Biofílica sent a timeline of events to Quantum that also mentions the 2006 land block in Pará and subsequent events as key factors.
"The Saracura Farm has been classified as a private area since 1856, having been acquired by the Jari Group in 1948," said Biofílica.
"The Jari Group has held possession of the Saracura Farm area for more than 70 years and, in 2014, the activities of the Jari Pará REDD+ Project began, one of the largest conservation projects in the Amazon."
A source said the Jari Group is in the process of resolving the land issues with ITERPA.
"We emphasise that the Jari Group holds possession of the area named Saracura Farm, which meets the requirement of "legal right to control and operate the activities of the project", meeting the land requirement to implement a carbon project by Verra," the developer also says.
"As also pointed out by a third-party auditor, the verification and validation (VVB) of the project, RINA, stated the documentation presented to the auditors is 'satisfactory' to demonstrate compliance with all Verra requirements."
Nevertheless, other sources claimed that the state's land issues run deep regardless of whether the government has an agenda behind the blockades.
Multiple project developers told Quantum that some regions in Pará are simply a no-go zone for them as they consider it "just a matter of time for problems with land titles to arise."
Meanwhile, a lawyer with experience in REDD+ projects in the Amazon, who did not wish to be named, told Quantum that some of the issues faced by the suspended projects are "classic cases" of land dispute in the region and should be a cautionary tale for those willing to invest in projects.
"If a judicial due diligence had been done prior to the project start... it would have been possible to verify that the land title was already suspended when the project started," said the lawyer about one of the projects named by Barreto on her accusation.
"The recommendation is to go deep into the analysis of judicial aspects of projects."
American in the Amazon
Michael Greene first arrived in Brazil in 2008, but he has returned to his home state of Michigan in the US over the last few years and says he is no longer interested in investing in new conservation projects because of low prices and alleged corruption in Brazil.
Zak Morioka, Jonas' son, said Greene was partly targetted because of his nationality.
"It's the perfect storyline to give to people: 'Hey, we have an American and he's trying to get by the city and buy everyone out,'" he said.
There is a rich history of US citizens either visiting or creating businesses in the Amazon.
In 1913-1914, former president Theodore Roosevelt and Brazilian explorer Cândido Rondon set up a pioneering expedition to follow the path of the Rio da Dúvida ("River of Doubt") - a tributary of the rio Aripuanã, itself a tributary of the Amazon - which was eventually renamed 'Rio Roosevelt'.
In the late 1920's, US car magnate Henry Ford tried to set up a massive rubber plantation on the east banks of the Tapajós river, in the state of Pará, which failed to take hold because of 'leaf blight', a pest that affects rubber trees, and other issues.
Daniel Ludwig followed in the 1970's and Morioka a decade later.
Several foreign carbon developers have told Quantum they are trying to keep a low profile for fear of being subject to the same treatment as Greene.
"Some developers are out to get Michael.

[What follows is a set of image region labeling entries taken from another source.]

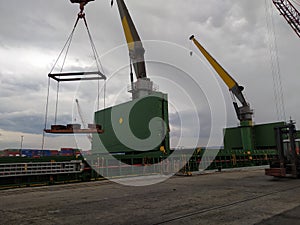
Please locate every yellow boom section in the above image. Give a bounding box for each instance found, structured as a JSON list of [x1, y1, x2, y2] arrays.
[[122, 16, 134, 50], [190, 35, 237, 90]]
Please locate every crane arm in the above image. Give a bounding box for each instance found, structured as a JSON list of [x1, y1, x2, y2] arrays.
[[272, 0, 300, 37], [190, 35, 253, 121], [117, 0, 147, 79]]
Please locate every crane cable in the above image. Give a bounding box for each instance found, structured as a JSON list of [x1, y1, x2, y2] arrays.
[[265, 0, 286, 121], [292, 0, 300, 6], [42, 7, 106, 149]]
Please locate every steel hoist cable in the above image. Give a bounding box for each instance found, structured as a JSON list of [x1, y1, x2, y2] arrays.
[[42, 6, 106, 149]]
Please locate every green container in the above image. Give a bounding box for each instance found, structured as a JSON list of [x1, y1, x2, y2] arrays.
[[224, 122, 284, 151], [92, 92, 170, 154]]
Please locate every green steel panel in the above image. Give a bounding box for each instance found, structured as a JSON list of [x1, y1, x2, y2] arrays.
[[224, 127, 243, 150], [254, 122, 285, 149], [92, 92, 170, 153], [224, 122, 284, 150]]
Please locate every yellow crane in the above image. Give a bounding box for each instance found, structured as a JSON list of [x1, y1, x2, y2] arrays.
[[190, 35, 253, 126]]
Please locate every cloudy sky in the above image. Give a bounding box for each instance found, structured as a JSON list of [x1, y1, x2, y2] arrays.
[[0, 0, 300, 149]]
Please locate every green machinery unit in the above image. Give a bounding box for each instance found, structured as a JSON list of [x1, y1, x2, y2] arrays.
[[92, 92, 170, 156]]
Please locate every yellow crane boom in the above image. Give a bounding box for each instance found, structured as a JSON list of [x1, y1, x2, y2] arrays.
[[190, 35, 253, 125], [117, 0, 147, 79]]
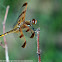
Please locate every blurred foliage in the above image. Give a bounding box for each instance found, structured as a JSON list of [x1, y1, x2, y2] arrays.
[[0, 0, 62, 62]]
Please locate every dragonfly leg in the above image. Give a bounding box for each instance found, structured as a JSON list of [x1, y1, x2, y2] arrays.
[[20, 27, 26, 48]]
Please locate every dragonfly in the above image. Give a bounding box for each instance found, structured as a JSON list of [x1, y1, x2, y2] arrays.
[[0, 2, 37, 48]]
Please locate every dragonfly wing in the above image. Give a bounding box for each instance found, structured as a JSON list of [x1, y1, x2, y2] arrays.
[[18, 2, 27, 22], [14, 2, 27, 28], [21, 24, 35, 38], [20, 27, 26, 48]]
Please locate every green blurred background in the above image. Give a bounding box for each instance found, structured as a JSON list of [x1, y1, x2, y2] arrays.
[[0, 0, 62, 62]]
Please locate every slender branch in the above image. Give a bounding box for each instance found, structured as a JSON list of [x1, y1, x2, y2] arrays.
[[35, 28, 41, 62], [3, 6, 9, 62]]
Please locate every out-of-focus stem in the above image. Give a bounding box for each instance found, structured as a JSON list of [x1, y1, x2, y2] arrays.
[[3, 6, 9, 62], [36, 28, 41, 62]]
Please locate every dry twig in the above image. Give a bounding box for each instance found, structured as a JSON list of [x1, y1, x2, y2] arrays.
[[35, 28, 41, 62]]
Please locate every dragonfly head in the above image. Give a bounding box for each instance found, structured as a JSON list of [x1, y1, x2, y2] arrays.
[[32, 19, 37, 25]]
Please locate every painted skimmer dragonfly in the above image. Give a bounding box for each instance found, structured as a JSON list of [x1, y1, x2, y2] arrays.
[[0, 2, 37, 48]]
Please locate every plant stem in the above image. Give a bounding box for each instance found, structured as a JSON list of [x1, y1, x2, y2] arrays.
[[36, 28, 41, 62], [3, 6, 9, 62]]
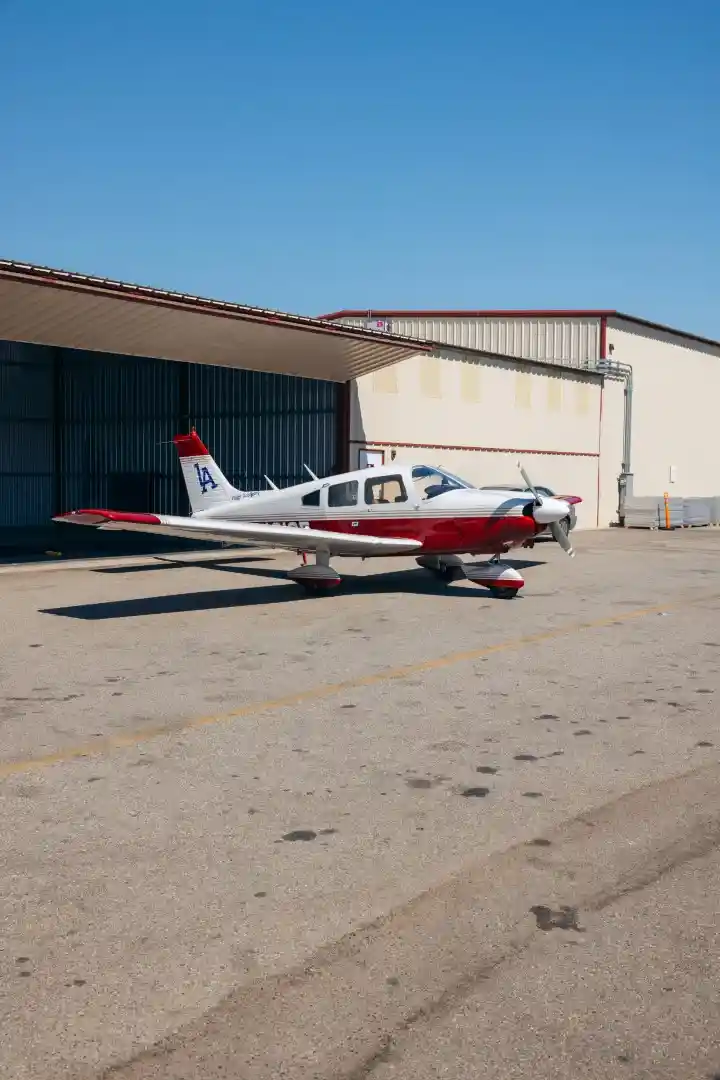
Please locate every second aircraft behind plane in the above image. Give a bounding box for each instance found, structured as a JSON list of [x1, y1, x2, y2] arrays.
[[54, 431, 580, 597]]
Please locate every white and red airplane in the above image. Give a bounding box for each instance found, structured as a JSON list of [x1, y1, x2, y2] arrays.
[[53, 429, 581, 597]]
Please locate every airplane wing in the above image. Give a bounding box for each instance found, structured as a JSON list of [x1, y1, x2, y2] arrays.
[[53, 510, 422, 556]]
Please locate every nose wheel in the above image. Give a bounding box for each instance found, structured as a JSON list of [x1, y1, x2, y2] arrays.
[[488, 585, 520, 600]]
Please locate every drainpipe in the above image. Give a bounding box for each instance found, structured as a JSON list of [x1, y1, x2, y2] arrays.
[[595, 360, 633, 526]]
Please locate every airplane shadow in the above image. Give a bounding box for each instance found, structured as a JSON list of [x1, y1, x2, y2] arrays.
[[40, 561, 542, 621], [92, 555, 272, 573]]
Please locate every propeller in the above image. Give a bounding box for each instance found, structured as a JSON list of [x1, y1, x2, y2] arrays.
[[517, 461, 575, 558]]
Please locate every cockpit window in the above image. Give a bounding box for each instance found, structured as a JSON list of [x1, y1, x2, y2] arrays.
[[412, 465, 473, 499]]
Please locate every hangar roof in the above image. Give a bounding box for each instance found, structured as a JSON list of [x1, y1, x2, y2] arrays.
[[0, 259, 432, 382], [317, 308, 720, 347]]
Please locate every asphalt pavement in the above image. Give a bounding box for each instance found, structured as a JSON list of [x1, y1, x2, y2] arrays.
[[0, 530, 720, 1080]]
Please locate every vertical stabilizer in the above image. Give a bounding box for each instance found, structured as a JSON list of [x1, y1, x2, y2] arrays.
[[173, 428, 243, 514]]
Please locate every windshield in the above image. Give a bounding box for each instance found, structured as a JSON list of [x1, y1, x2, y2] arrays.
[[412, 465, 474, 499]]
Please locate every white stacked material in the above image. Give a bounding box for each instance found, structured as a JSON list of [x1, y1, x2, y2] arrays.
[[682, 499, 712, 528], [625, 495, 684, 529]]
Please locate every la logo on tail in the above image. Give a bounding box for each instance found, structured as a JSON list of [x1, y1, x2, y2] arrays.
[[194, 461, 217, 495]]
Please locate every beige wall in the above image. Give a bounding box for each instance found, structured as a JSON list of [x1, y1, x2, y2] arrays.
[[608, 320, 720, 498], [351, 350, 608, 528]]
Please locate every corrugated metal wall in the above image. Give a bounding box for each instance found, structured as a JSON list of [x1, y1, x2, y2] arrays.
[[0, 341, 54, 528], [0, 342, 340, 527], [338, 315, 600, 367]]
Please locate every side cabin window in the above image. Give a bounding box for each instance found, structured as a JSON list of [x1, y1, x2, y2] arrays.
[[365, 476, 407, 507], [327, 480, 358, 507]]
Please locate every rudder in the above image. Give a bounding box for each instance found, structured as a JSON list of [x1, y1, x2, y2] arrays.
[[173, 428, 242, 514]]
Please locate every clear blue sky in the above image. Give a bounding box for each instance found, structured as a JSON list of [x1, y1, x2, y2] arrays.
[[0, 0, 720, 337]]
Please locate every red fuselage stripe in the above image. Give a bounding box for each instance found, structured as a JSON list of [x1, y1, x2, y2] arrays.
[[309, 514, 540, 554]]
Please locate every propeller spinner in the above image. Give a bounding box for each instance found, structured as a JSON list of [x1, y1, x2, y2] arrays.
[[517, 461, 575, 558]]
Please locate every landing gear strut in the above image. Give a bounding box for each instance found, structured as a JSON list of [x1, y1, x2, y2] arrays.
[[416, 555, 525, 599], [416, 555, 463, 583], [287, 551, 342, 593]]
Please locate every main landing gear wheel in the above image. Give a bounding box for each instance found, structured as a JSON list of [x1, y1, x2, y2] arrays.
[[287, 551, 342, 595]]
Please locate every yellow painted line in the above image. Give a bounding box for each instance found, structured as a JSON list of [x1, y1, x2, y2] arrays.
[[0, 595, 720, 780]]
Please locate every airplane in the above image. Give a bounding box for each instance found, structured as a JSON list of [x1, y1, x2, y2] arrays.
[[53, 428, 574, 599]]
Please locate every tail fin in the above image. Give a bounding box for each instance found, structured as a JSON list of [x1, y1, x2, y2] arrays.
[[173, 428, 243, 514]]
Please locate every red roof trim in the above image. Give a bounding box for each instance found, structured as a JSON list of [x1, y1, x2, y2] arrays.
[[0, 259, 431, 352], [317, 308, 627, 322]]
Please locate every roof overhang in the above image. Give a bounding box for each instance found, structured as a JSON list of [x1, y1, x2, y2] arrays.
[[0, 259, 431, 382]]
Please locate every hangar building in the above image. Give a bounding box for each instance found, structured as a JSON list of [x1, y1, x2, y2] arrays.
[[0, 261, 425, 552], [322, 310, 720, 528], [0, 260, 720, 552]]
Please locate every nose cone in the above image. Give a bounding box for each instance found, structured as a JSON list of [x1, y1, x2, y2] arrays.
[[532, 499, 570, 525]]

He's a great guy when you know him, but he also rubs many people the wrong way," said a source at a large international firm.
"Fundamentally, he's done nothing wrong. The fact it's a public defender and not a local prosecutor handling the case tells you a lot."
Some observers, investors and politicians may mull the complexities and vagaries in setting up project-based REDD schemes in developing nations and try to mitigate them.
For others, Greene's story shows just how inappropriate the carbon market is for large-scale emission reduction projects.